Today is Friday the thirteenth, and since I skipped writing on Halloween, here we go folks. I must have eaten a lot of chicken wings as a child, because according to Javanese superstition, that means one will travel overseas – and here we are, in Indonesia. Other superstitions of the Javanese (not to be mistaken with the Japanese) are not sewing shirt buttons on when one is wearing the shirt as this will cause a serious illness, and a single woman should not comb her hair on a Saturday as she will marry a man hard to please.
A lot of people who feature in ‘The Nairobian’ must scratch their heads during sex as this is said to bring slander and scandal. Looking at the sexual organs of one’s lover can bring bad luck for a week (this belief must have been cooked up by a severely under-hang monk).
Many Kenyans must be biting their upper lips as this is said to cause one to always be in debt. Don’t beat your daughter on the buttocks because when she grows up, she will be sexually hyper-active and bring shame to your family. On the other hand, if your periods begin on a Friday, it means you’ll have fun!
But, seriously, superstition must be the hobgoblin of little minds.
Look at all those mostly young people today, spending a lot of time and money to bet on Sports Pesa.
There is a little luck sometimes in life, but mostly, people make their own luck in this life. When you go entering dozens of times in a telephony competition that will only pick ten regional winners, do you as a fortune seeking wannabe ever think – ‘my chance of winning this thing are one in a million?’ It is.
Other wannabes have learnt to walk around with this statement in their head.
‘Me, I was not born lucky in life. There are people born lucky, and others plain unlucky. I am the latter.’ You need to get off that self pity wannabe party, sweety, and create your own luck. Unless your last name is dynastic, if you are Kenyan, you are not as lucky as, say, a resident of Koh Samui in Thailand, which features close-knit communities and spectacular scenery such as street food stalls, hidden Buddhist temples in waterfall jungles fanning out to palm-fringed beaches.

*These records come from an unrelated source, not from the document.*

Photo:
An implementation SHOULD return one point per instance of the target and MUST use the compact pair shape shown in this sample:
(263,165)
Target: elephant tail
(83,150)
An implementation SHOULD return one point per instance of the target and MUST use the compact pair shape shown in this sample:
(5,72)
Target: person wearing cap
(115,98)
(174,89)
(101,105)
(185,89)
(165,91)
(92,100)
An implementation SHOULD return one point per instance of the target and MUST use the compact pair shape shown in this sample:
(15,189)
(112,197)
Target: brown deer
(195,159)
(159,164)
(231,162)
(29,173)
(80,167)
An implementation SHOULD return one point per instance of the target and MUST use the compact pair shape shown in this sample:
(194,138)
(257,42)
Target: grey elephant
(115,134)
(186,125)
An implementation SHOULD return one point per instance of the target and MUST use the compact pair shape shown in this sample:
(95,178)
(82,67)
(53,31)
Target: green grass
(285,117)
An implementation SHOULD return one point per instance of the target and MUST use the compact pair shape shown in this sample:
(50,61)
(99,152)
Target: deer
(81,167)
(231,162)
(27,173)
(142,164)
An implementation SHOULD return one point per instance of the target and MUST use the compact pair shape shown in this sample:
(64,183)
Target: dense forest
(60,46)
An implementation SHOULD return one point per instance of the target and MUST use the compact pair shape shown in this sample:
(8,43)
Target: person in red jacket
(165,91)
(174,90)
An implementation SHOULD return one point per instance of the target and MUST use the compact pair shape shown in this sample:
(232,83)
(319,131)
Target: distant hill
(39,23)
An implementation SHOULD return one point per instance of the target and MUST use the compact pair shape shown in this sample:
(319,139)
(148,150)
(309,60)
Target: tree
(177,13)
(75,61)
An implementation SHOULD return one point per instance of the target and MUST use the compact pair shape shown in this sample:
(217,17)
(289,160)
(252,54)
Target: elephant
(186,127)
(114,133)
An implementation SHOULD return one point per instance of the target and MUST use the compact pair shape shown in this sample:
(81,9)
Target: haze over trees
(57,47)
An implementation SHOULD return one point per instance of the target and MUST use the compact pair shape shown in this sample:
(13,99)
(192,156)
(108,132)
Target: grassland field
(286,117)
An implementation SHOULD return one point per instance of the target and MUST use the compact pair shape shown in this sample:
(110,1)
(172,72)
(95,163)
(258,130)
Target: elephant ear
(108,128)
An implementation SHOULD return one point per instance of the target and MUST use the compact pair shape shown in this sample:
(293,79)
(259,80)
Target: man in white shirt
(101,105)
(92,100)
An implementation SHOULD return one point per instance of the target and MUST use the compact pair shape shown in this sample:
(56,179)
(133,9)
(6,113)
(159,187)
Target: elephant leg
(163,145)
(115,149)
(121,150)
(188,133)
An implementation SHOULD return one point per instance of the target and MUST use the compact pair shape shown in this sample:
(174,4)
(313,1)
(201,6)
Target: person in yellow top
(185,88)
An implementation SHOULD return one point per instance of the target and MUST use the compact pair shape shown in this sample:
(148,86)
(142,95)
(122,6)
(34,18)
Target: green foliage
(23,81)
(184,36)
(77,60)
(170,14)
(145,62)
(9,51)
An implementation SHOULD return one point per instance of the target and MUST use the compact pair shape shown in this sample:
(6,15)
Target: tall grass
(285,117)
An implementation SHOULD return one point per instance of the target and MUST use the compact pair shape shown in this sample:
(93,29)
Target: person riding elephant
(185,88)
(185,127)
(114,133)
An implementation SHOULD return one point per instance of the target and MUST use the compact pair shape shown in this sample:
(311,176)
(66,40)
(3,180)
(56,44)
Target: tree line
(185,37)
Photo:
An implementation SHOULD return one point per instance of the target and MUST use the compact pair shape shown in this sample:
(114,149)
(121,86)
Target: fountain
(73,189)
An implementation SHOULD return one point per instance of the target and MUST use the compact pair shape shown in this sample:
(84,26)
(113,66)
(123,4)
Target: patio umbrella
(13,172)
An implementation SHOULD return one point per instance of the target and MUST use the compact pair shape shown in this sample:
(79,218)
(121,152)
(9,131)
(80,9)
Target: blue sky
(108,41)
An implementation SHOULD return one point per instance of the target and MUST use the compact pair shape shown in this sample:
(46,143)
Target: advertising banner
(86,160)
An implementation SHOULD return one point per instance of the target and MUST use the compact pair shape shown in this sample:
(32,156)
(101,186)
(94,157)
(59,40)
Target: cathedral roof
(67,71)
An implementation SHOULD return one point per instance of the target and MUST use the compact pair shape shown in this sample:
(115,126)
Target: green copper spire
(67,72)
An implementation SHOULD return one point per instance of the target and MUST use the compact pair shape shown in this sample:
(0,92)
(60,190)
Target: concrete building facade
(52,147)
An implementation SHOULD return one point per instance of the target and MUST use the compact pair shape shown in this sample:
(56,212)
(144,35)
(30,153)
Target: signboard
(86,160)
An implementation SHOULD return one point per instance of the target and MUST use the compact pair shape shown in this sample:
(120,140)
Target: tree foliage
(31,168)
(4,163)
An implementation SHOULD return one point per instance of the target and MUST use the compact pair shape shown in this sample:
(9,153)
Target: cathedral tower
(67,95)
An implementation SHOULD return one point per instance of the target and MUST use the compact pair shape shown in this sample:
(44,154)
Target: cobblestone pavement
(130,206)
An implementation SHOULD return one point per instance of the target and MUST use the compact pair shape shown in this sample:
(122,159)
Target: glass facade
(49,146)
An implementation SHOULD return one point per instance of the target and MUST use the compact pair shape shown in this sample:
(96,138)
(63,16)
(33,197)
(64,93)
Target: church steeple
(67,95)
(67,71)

Koh Samui is said to be the happiest town on the planet.
Think about it.
Mentally walk down Tom Mboya street on a rainy evening, through bus station, behind St Peter’s Clavers’ puddles and down on to Muthurwa bus station and see how your happiness quotient drops.
Wannabe witch-hunters in Kisii and Kilifi like to say neighbours or relatives are giving them the ‘Evil eye.’ Then they can eliminate them, yet if you look at these supernatural vigilante hunters, they are often embroiled in land disputes with that jirani, or land inheritance rows with the relatives or in-laws.
Courts ought to deal most severely with these witch hunters.
Also, do not waste your time this weekend going to kanisas and churches to pray for luck, like those hypocritical prayer rally politicians who are just doing roll calls there to try and fix their 2017 rivals.
‘Take it to the Lord in prayer’?
The Lord knows your needs so you do not need to voice them. But that wannabe pastor is never going to tell you that you are a lazy bum who adds zero value to the workplace and so will never be promoted. Instead he will take your tithe to tell you he will remove the log of loathing from your boss’s eye, or ‘unsit’ that jealous aunty whose fat bottoms are sitting on the pot of luck the Lord has for you.
I believe, though, that that ex-team doctor of Chelsea FC, Eva Carneiro, went to Rio de Janiero, bought a voodoo doll of Jose Mourinho, and stuck a big pin into it. Otherwise how on earth can one explain Chelsea’s devastatingly dismal form AFTER her dismissal?
Doctor Eva may not know a whole lot about football, as Mourinho raged at her, but now he knows she sure knows deadly witch-doctors.